Israeli warplanes attacked hundreds of towers and civilian ‘targets’ in the Gaza Strip. (Photo: Mahmoud Ajjour, The Palestine Chronicle)
Ilan Pappe, The Palestine Chronicle, March 4, 2022
The USA Today reported that a photo that went viral about a high-rise in the Ukraine being hit by Russian bombing turned out to be a high-rise from the Gaza Strip, demolished by the Israeli Air Force in May 2021. A few days before that, the Ukrainian Foreign Minister complained to the Israeli ambassador in Kiev that “you’re treating us like Gaza”; he was furious that Israel did not condemn the Russian invasion and was only interested in evicting Israeli citizens from the state (Haaretz, February 17, 2022). It was a mixture of reference to the Ukrainian evacuation of Ukrainian spouses of Palestinian men from the Gaza Strip in May 2021, as well as a reminder to Israel of the Ukrainian president’s full support for Israel’s assault on the Gaza Strip in that month (I will return to that support towards the end of this piece).
Israel’s assaults on Gaza should, indeed, be mentioned and considered when evaluating the present crisis in the Ukraine. It is not a coincidence that photos are being confused – there are not many high-rises that were toppled in the Ukraine, but there is an abundance of ruined high-rises in the Gaza Strip.
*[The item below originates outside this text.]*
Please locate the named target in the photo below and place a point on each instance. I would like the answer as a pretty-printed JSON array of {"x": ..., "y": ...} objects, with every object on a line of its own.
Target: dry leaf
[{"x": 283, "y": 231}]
However, it is not only the hypocrisy about Palestine that emerges when we consider the Ukraine crisis in a wider context; it is the overall Western double standards that should be scrutinized, without, for one moment, being indifferent to news and images coming to us from the war zone in the Ukraine: traumatized children, streams of refugees, sights of buildings ruined by bombing and the looming danger that this is only the beginning of a human catastrophe at the heart of Europe.
At the same time, those of us experiencing, reporting and digesting the human catastrophes in Palestine cannot escape the hypocrisy of the West and we can point to it without belittling, for a moment, our human solidarity and empathy with victims of any war. We need to do this, since the moral dishonesty underwriting the deceitful agenda set by the Western political elites and media will once more allow them to hide their own racism and impunity as it will continue to provide immunity for Israel and its oppression of the Palestinians. I detected four false assumptions which are at the heart of the Western elite’s engagement with the Ukraine crisis, so far, and have framed them as four lessons.
Lesson One: White Refugees are Welcome; Others Less So
The unprecedented collective EU decision to open up its borders to the Ukrainian refugees, followed by a more guarded policy by Britain, cannot go unnoticed in comparison to the closure of most of the European gates to the refugees coming from the Arab world and Africa since 2015. The clear racist prioritization, distinguishing between life seekers on the basis of color, religion and ethnicity is abhorrent, but unlikely to change very soon. Some European leaders are not even ashamed to broadcast their racism publicly as does the Bulgarian Prime Minister, Kiril Petkov:
“These [the Ukrainian refugees] are not the refugees we are used to … these people are Europeans. These people are intelligent, they are educated people. … This is not the refugee wave we have been used to, people we were not sure about their identity, people with unclear pasts, who could have been even terrorists…”
He is not alone. The Western media talks about “our kind of refugees” all the time, and this racism is manifested clearly on the border crossings between the Ukraine and its European neighbours. This racist attitude, with strong Islamophobic undertones, is not going to change, since the European leadership is still denying the multi-ethnic and multicultural fabric of societies all over the continent. A human reality created by years of European colonialism and imperialism that the current European governments deny and ignore and, at the same time, these governments pursue immigration policies that are based on the very same racism that permeated the colonialism and imperialism of the past.
Lesson Two: You Can Invade Iraq but not the Ukraine
The Western media’s unwillingness to contextualize the Russian decision to invade within a wider – and obvious – analysis of how the rules of the international game changed in 2003 is quite bewildering. It is difficult to find any analysis that points to the fact that the US and Britain violated international law on a state’s sovereignty when their armies, with a coalition of Western countries, invaded Afghanistan and Iraq. Occupying a whole country for the sake of political ends was not invented in this century by Vladimir Putin; it was introduced as a justified tool of policy by the West.
Lesson Three: Sometimes Neo-Nazism Can Be Tolerated
The analysis also fails to highlight some of Putin’s valid points about the Ukraine; which by no means justify the invasion, but need our attention even during the invasion. Up to the present crisis, the progressive Western media outlets, such as The Nation, the Guardian, the Washington Post etc., warned us about the growing power of neo-Nazi groups in the Ukraine that could impact the future of Europe and beyond. The same outlets today dismiss the significance of neo-Nazism in the Ukraine.